Seminars

Prof. Jacob Fish
Department of Civil Engineering and Engineering Mechanics
Columbia University

Predictive Multiscale Paradigm for Integrated Manufacturing and Component Design

ABSTRACT: Recent advances in composite manufacturing and multiscale modeling have opened the door to a new paradigm in which process design, material behavior, and structural performance are treated as an integrated system, rather than isolated stages of engineering analysis. This lecture introduces a unified computational framework bridging manufacturing processes and component-level performance through both physics-based and data-driven model-reduction strategies. At the manufacturing scale, we present nonlinear homogenization methods for ultra-fast resin transfer molding, enabling accurate simulations of mold filling under challenging conditions, including low resin viscosity and high injection pressure. A complementary multiphysics framework for overmolded thermoplastics rigorously couples heat conduction, crystallization, deformation, and nanoscale polymer diffusion, providing the first predictive link between processing conditions, interfacial microstructure, and ultimate bond strength. At the component scale, an Eigenstate-Based Homogenization (EBH) approach is presented for efficient multiscale modeling of inelastic heterogeneous materials. EBH captures fine-scale plasticity and damage evolution through eigenmode representations and controllable fixed-point solvers, achieving finite-element accuracy at less than five percent of the computational cost. Finally, the Weighted Eigenseparation-based Residual framework extends model reduction to interface failure, enabling accurate and scalable simulation of decohesion in composites and polycrystalline materials. Together, these advances establish a cohesive digital thread that connects manufacturing processes, microstructural evolution, and structural reliability. This paves the way toward predictive, sustainable, and rapid development of composite components.

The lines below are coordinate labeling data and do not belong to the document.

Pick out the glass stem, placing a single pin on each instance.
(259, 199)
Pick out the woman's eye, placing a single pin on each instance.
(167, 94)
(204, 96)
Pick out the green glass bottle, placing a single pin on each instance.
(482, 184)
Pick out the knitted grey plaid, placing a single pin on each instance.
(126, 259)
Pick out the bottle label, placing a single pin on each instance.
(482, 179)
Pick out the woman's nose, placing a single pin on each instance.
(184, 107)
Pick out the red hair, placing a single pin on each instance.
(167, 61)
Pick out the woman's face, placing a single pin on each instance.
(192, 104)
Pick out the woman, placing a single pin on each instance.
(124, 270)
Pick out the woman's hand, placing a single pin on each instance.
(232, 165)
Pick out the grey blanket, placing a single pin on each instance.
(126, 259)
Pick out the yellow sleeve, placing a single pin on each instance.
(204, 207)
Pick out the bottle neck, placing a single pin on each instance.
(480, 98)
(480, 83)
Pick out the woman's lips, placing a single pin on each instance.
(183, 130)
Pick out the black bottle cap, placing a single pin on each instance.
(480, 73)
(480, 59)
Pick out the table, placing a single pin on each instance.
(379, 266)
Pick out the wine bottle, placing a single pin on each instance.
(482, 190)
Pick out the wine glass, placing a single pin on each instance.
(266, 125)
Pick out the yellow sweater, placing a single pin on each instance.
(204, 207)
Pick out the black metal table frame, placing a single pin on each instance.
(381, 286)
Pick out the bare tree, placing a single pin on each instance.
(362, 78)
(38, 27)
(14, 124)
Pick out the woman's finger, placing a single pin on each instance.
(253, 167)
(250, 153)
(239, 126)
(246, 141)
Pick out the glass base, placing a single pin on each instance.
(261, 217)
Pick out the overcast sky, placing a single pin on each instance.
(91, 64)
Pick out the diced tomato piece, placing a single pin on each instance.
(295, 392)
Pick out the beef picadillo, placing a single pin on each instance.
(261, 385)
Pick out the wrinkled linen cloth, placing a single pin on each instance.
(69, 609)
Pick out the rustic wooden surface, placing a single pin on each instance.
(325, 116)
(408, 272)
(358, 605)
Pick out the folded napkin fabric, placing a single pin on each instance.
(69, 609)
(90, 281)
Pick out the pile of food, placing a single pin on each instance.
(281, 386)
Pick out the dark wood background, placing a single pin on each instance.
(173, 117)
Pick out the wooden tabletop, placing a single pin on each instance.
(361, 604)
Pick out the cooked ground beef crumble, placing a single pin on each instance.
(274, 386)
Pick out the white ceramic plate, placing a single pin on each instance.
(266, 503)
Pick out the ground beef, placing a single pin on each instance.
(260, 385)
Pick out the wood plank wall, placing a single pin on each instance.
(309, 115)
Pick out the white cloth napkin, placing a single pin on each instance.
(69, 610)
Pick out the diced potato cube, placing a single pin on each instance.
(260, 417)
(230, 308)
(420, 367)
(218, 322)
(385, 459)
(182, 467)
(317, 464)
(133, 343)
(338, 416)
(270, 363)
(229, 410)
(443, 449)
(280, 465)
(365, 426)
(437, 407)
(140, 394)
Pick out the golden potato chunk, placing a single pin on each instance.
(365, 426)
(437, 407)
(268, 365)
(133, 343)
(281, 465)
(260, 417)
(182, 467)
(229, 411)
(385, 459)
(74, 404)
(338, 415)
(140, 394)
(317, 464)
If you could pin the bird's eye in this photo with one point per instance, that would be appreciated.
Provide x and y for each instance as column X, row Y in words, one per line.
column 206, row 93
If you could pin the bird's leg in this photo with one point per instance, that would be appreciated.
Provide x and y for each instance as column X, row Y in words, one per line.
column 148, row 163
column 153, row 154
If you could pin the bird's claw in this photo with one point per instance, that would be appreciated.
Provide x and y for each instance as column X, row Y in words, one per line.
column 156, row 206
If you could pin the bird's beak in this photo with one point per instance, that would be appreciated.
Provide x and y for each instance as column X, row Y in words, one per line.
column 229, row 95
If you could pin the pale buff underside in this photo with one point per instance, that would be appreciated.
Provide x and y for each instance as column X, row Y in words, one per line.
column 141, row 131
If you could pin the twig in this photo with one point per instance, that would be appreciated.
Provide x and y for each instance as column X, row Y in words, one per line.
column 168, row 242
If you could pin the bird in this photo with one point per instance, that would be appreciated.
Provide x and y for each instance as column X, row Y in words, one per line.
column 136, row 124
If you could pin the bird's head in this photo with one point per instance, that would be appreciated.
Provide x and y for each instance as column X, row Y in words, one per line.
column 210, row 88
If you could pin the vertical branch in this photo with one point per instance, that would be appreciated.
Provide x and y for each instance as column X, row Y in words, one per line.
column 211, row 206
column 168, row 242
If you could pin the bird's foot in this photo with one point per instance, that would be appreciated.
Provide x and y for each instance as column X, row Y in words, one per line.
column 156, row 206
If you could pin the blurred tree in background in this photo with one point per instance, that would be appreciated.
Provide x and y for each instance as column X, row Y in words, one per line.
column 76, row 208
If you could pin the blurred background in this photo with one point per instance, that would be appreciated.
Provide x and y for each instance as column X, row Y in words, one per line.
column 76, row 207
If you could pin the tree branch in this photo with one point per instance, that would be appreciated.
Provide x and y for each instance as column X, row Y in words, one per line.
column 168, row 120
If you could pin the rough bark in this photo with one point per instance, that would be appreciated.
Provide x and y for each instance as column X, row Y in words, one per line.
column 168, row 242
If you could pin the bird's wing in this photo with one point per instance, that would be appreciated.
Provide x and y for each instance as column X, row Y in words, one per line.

BIOGRAPHY: Dr. Jacob Fish is the Robert A.W. and Christine S. Carleton Professor and Chair of Civil Engineering and Engineering Mechanics at Columbia University. Over the past 35 years, he has made foundational contributions to multiscale computational science and engineering, including scale-separation–free homogenization, reduced-order, stochastic multiscale methods, temporal and dispersive multiscale approaches, and the coupling of thermo-chemo-electro-mechanical processes across multiple spatial and temporal scales. His pioneering work in data-physics-driven multiscale modeling, integrated manufacturing product design simulation, and hybrid computational frameworks for inelasticity has significantly advanced both academic research and industrial practice. Dr. Fish founded Multiscale Design Systems, whose Multiscale Designer software has been adopted by more than 250 major companies worldwide and is regarded as the gold standard in predictive materials modeling across aerospace, automotive, energy, electronics, manufacturing, and healthcare sectors. He is the recipient of the John von Neumann Medal (United States Association for Computational Mechanics [USACM], 2021), the Grand Prize (Japan Society for Computational Engineering and Science, 2018), the Computational Mechanics Award (International Association of Computational Mechanics [IACM], 2010), and the Ted Belytschko Medal (USACM, 2005). Dr. Fish is a Fellow of the American Academy of Mechanics, USACM, and IACM and has authored more than 280 publications and several textbooks including, “A First Course in Finite Elements and Practical Multiscaling.” He currently serves as Vice President for the Americas of the IACM, Founding Editor-in-Chief of the International Journal of Multiscale Computational Engineering, and Director of Columbia’s Initiative for Computational Science and Engineering.